Yves Rocher Suffers Data Leak – 2.5 Million Canadians Exposed

Yves Rocher is the latest company to suffer from a data leak. In all, 2.5 million Canadians have been exposed thanks to an unprotected ElasticSearch server.

Another day, another security incident. This time, Yves Rocher is the latest victim. In all, about 2.5 million Canadians have been exposed from the leak. The leak is being blamed on an unprotected Elasticsearch server owned by Aliznet. More from ThreatPost:

Researchers with vpnMentor on Monday said that they discovered an unprotected Elasticsearch server owned by Aliznet, which provides consulting services to large firms including IBM, Salesforce, Sephora and Louboutin. The server contained data about international cosmetics and beauty brand Yves Rocher, which is one of Aliznet’s clients, as well as exposing full personal identifiable information of millions of Yves Rocher customers.

“The biggest impacts will be felt by Aliznet, its client Yves Rocher, and the retail company’s end customers,” researchers said in a security alert posted Monday. It added: “The Aliznet leak has wider-reaching consequences than the impact on individual customers. The data breach impacts Aliznet’s clients who placed their trust in the company to protect their sensitive information. One concern is that Aliznet may have other unsecured databases and applications that haven’t been discovered yet. That means other clients of Aliznet may be at risk.”

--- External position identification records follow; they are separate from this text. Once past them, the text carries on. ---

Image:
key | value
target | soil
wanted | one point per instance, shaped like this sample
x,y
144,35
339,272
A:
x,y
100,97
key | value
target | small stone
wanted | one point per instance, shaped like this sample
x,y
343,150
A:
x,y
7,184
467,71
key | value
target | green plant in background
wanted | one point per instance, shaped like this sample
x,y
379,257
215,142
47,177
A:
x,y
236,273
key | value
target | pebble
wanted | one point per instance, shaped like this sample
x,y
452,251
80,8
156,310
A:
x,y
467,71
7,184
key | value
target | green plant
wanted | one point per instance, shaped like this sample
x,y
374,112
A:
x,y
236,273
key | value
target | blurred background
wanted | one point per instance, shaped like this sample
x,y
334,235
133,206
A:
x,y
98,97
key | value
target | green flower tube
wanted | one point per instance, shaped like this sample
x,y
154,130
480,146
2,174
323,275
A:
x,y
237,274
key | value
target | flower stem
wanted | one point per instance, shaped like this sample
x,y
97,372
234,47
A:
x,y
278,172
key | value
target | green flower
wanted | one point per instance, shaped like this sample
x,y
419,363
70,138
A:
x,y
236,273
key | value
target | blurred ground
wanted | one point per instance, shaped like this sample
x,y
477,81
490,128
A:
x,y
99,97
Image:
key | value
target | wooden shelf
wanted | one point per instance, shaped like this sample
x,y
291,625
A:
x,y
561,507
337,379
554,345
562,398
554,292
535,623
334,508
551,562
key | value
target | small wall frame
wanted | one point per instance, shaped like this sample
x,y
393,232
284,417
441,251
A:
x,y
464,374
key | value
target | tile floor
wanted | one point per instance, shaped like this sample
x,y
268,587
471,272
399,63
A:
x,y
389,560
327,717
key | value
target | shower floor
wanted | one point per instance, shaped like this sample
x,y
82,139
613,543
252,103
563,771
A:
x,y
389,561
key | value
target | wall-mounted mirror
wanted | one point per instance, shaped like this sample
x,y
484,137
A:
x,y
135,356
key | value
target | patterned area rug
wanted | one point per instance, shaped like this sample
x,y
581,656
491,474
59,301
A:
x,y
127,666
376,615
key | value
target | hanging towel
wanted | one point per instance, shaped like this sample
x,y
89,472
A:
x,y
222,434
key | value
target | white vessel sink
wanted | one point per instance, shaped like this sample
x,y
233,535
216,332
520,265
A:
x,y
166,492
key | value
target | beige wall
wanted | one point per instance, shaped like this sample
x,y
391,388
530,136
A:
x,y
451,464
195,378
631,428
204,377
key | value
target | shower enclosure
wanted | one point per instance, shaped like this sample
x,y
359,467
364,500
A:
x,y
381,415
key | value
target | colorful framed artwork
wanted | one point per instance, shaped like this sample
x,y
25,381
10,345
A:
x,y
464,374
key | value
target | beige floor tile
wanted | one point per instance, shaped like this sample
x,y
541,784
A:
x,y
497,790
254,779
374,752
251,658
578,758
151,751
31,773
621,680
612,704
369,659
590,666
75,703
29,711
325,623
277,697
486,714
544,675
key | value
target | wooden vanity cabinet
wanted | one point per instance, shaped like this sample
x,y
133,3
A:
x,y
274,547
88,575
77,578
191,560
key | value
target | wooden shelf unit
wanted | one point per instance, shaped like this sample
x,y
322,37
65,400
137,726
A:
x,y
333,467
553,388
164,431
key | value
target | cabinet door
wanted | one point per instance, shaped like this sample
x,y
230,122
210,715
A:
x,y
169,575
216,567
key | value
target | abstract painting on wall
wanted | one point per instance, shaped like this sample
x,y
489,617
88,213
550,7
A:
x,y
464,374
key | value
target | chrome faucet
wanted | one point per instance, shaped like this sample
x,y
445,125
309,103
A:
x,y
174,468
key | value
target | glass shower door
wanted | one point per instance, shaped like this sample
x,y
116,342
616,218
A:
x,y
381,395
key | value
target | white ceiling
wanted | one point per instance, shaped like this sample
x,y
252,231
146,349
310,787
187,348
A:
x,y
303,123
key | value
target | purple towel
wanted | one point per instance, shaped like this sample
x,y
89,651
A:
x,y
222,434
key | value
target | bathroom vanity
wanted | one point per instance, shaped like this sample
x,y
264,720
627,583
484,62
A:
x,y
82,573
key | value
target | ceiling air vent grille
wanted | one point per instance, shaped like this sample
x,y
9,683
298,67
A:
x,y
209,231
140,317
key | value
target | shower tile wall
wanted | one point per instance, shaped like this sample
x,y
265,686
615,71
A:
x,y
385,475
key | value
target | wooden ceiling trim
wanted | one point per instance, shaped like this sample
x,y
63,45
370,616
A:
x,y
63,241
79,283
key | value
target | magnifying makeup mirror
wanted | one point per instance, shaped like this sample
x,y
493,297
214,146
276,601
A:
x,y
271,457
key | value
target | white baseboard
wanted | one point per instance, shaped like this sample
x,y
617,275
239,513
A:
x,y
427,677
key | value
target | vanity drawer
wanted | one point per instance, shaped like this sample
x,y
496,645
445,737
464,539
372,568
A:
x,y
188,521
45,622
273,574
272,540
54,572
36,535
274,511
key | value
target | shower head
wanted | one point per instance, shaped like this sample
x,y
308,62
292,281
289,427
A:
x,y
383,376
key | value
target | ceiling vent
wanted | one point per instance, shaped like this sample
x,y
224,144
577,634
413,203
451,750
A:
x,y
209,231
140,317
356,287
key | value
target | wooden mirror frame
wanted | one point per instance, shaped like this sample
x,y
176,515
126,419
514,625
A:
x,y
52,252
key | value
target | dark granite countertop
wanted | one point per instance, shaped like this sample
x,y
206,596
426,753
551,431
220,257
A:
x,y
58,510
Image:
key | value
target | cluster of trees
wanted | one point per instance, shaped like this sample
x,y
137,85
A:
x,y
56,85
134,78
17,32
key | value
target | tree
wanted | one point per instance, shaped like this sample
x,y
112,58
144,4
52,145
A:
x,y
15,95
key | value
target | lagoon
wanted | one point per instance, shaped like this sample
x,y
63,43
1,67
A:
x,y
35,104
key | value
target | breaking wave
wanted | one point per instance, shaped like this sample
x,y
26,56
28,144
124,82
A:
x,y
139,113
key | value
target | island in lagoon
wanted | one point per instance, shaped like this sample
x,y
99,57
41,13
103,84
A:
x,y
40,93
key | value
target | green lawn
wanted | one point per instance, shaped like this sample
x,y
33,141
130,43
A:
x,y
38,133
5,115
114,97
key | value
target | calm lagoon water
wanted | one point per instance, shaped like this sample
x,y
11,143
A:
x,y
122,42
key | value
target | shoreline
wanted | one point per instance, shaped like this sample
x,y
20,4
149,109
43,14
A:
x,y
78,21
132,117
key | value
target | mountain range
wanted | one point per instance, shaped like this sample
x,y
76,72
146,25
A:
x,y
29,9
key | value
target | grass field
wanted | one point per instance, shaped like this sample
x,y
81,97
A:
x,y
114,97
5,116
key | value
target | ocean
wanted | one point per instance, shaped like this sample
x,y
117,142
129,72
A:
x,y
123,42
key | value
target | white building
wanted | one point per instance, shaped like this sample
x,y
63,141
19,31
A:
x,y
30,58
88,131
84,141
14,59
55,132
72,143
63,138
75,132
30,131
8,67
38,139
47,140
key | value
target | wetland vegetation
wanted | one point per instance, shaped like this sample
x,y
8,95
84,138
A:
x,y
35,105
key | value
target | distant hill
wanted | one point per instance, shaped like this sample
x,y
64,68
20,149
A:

Neither Aliznet not Yves Rocher responded to a request for comment from Threatpost. A vpnMentor spokesperson told Threatpost that the database was secured shortly after the exposure was disclosed to Aliznet.

Researchers said they could view the personal data for 2.5 million Canadian customers of Yves Rocher through the unprotected database, including first and last names, phone numbers, email addresses, date of birth and zipcodes. In addition, researchers were able to view records of more than 6 million customer orders for Yves Rocher. Each order was linked to a unique customer ID; researchers were able to use the leaked personal data records to identify individuals who placed orders through their IDs.

This isn’t even the first security incident we were able to report on this month. Just the other day, we reported on the brutally ironic story of cybersecurity firm Imperva suffering from a data breach. As is seemingly the case every month, this month is shaping up to be a rather busy one on this front.